The Jew laid Upon the table fifty crowns in bright new silver.
"Keep them going," said Marcel; "that is a good beginning."
"Monsieur Marcel," said Medicis, "you know very well that my first word is always my last word. I shall add nothing more. But think; fifty crowns; that makes one hundred and fifty francs. That is quite a sum."
"A paltry sum," answered the artist; "just in the robe of my Pharaoh there is fifty crowns' worth of cobalt. Pay me at least something for my work."
"Hear my last word," replied Medicis. "I will not add a penny more; but, I offer dinner for the crowd, wines included, and after dessert I will pay in gold."
"Do I hear any one object?" howled Colline, striking three blows of his fist upon the table. "It is a bargain."
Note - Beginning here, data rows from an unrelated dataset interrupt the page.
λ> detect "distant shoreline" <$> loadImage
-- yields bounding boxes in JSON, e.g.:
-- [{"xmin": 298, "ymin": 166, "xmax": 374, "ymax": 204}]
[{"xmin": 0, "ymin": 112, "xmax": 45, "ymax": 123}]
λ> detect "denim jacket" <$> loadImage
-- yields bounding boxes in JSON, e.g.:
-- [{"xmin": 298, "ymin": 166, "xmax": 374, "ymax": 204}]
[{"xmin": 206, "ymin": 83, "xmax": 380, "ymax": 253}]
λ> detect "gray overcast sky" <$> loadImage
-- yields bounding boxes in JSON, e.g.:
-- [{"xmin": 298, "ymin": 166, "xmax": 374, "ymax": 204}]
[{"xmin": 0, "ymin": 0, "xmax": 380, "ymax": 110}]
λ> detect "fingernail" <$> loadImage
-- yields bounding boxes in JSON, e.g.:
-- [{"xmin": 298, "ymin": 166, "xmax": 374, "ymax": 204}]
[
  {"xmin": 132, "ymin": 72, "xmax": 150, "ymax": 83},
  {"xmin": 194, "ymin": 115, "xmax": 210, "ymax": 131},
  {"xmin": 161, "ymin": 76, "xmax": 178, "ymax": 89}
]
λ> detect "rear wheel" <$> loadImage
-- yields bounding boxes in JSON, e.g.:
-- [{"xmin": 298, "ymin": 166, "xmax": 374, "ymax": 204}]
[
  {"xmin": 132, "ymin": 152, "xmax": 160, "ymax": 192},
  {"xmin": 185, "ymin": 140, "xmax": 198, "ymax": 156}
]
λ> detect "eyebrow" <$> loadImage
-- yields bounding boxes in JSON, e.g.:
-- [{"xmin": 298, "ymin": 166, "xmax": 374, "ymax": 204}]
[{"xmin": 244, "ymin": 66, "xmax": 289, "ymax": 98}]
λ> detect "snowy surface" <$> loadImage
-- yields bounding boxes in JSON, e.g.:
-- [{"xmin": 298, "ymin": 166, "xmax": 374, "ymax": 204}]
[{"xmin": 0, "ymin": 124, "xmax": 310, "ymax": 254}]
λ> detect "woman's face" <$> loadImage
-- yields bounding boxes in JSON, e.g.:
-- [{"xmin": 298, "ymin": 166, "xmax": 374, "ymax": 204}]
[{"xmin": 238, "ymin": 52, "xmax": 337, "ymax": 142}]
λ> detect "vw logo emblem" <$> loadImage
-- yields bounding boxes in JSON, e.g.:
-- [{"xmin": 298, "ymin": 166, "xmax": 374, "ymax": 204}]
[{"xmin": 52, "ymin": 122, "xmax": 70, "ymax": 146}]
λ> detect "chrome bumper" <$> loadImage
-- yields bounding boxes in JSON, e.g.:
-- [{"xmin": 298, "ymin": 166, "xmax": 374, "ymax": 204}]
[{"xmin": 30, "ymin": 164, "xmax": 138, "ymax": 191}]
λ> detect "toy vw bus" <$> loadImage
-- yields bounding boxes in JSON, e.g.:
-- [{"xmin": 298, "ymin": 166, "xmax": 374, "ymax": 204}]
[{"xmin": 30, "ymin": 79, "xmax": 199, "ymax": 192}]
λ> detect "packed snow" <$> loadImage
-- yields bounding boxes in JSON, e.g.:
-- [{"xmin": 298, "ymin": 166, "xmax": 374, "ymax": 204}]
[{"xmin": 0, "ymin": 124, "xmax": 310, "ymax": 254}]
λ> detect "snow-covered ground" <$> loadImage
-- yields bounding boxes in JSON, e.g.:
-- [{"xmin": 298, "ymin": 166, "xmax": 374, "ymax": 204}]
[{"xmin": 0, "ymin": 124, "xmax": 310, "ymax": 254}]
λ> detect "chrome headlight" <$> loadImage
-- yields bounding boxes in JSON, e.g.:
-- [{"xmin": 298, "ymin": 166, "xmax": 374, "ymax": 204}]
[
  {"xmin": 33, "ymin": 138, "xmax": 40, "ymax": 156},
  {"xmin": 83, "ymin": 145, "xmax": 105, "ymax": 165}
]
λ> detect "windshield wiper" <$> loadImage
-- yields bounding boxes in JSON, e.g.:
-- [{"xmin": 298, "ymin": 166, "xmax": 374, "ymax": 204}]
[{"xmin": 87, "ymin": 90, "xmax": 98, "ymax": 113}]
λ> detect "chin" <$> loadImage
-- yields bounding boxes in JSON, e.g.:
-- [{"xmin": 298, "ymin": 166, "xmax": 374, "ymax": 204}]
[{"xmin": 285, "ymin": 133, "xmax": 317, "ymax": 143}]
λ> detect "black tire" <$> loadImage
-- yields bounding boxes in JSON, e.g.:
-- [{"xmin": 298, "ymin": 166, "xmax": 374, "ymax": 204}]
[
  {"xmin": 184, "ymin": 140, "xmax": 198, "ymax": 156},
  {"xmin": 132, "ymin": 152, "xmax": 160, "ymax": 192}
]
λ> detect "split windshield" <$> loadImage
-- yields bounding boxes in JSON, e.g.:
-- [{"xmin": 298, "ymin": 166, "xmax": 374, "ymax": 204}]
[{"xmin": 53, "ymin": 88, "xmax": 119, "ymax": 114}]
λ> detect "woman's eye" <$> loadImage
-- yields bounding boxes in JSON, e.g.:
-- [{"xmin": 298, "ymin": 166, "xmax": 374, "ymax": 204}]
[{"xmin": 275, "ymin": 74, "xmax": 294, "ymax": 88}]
"Come on," said Marcel. "I agree."
"I will send for the picture to-morrow," said the Jew. "Come, gentlemen, let us start. Your places are all set."
The four friends descended the stairs, singing the chorus from "The Huguenots," "to the table, to the table."
Medicis treated the bohemians in a fashion altogether sumptuous. He offered them a lot of things which up to now had remained for them a mystery. Dating from this dinner, lobster ceased to be a myth to Schaunard, and he acquired a passion for that amphibian which was destined to increase to the verge of delirium.
The four friends went forth from this splendid feast as intoxicated as on a day of vintage. Their inebriety came near bearing deplorable fruits for Marcel, because as he passed the shop of his tailor, at two o'clock in the morning, he absolutely insisted upon awakening his creditor in order to give him, on account, the one hundred and fifty francs that he had just received. But a gleam of reason still awake in the brain of Colline held back the artist from the brink of this precipice.
A week after this festivity Marcel learned in what gallery his picture had found a place. Passing along the Faubourg Saint-Honoré, he stopped in the midst of a crowd that seemed to be staring at a sign newly placed above a shop. This sign was none other than Marcel's painting, which had been sold by Medicis to a dealer in provisions. Only the "Passage of the Red Sea" had once again undergone a modification and bore a new title. A steamboat had been added to it, and it was now called "In the Port of Marseilles." A flattering ovation arose among the crowd when they discovered the picture. And Marcel turned away delighted with this triumph, and murmured softly: "The voice of the people is the voice of God!"